A member of an organized crime syndicate in Japan is in the eye of American justice. The latter announced on Wednesday that it had indicted a yakuza gang leader for trafficking nuclear material from Burma.
Takeshi Ebisawa, described as the “leader of a yakuza organized crime syndicate”, is also accused of trying to resell the material to finance the illegal purchase of weapons for the benefit of an unnamed Burmese rebel group. Clear.
According to an indictment unveiled in a Manhattan court, he was charged in April 2022 with Somhop Singhsiri for arms trafficking and both were held in pre-trial detention. “They are accused of conspiring to sell nuclear material and lethal narcotics from Burma for military use and to purchase military weapons for the benefit of an armed rebel group,” said Matthew Olson, a senior US Department of Justice official. “It is very exciting to imagine the results if these efforts were successful,” he said.

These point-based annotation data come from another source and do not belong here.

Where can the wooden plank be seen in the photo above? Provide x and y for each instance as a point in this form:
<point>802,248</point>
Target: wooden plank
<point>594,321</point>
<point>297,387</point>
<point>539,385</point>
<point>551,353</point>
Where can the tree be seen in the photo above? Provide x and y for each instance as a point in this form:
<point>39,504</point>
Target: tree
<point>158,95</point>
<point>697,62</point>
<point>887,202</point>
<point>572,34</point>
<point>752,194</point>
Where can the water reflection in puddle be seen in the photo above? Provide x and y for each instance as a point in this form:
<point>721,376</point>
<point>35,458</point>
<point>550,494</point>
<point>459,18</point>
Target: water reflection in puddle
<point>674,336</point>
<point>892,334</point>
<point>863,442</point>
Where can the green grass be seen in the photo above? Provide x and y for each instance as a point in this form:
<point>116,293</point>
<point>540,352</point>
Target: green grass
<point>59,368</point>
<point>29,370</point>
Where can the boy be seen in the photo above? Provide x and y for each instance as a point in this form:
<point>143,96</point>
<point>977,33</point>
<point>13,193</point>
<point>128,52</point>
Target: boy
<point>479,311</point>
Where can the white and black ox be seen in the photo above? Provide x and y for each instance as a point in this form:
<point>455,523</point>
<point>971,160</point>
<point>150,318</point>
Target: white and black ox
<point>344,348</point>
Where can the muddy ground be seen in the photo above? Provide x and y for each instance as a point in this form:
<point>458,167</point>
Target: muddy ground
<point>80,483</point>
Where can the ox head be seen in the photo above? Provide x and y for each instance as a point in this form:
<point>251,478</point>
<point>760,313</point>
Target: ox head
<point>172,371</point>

Prosecutors say Takeshi Ebisawa “brazenly” moved materials containing military-grade uranium and plutonium, as well as drugs, from Burma.
Beginning in 2020, he bragged to an undercover agent that he had a large amount of nuclear material and wanted to sell it. Takeshi Ebisawa provided photos of equipment with Geiger counters, which measure radioactivity.
In a red-hand operation involving undercover agents, Thai authorities helped US investigators seize yellow powdery substances described by the suspect as “yellowcake” or uranium concentrate. A US laboratory “has determined that the isotopic composition of plutonium found in nuclear samples is weapons-grade, meaning that the plutonium — if produced in sufficient quantities — would be suitable for use in nuclear weapons,” according to the Justice Department. One of the accused, along with Takeshi Ebisawa, allegedly claimed to have more than two tons of thorium-232 and more than 100 kg of uranium “compound U308”, a uranium compound commonly found in “yellowcake”.
He faces a minimum sentence of 25 years in prison for attempting to obtain a surface-to-air missile and up to 20 years in prison for international trafficking of nuclear material. A trial date is not yet known.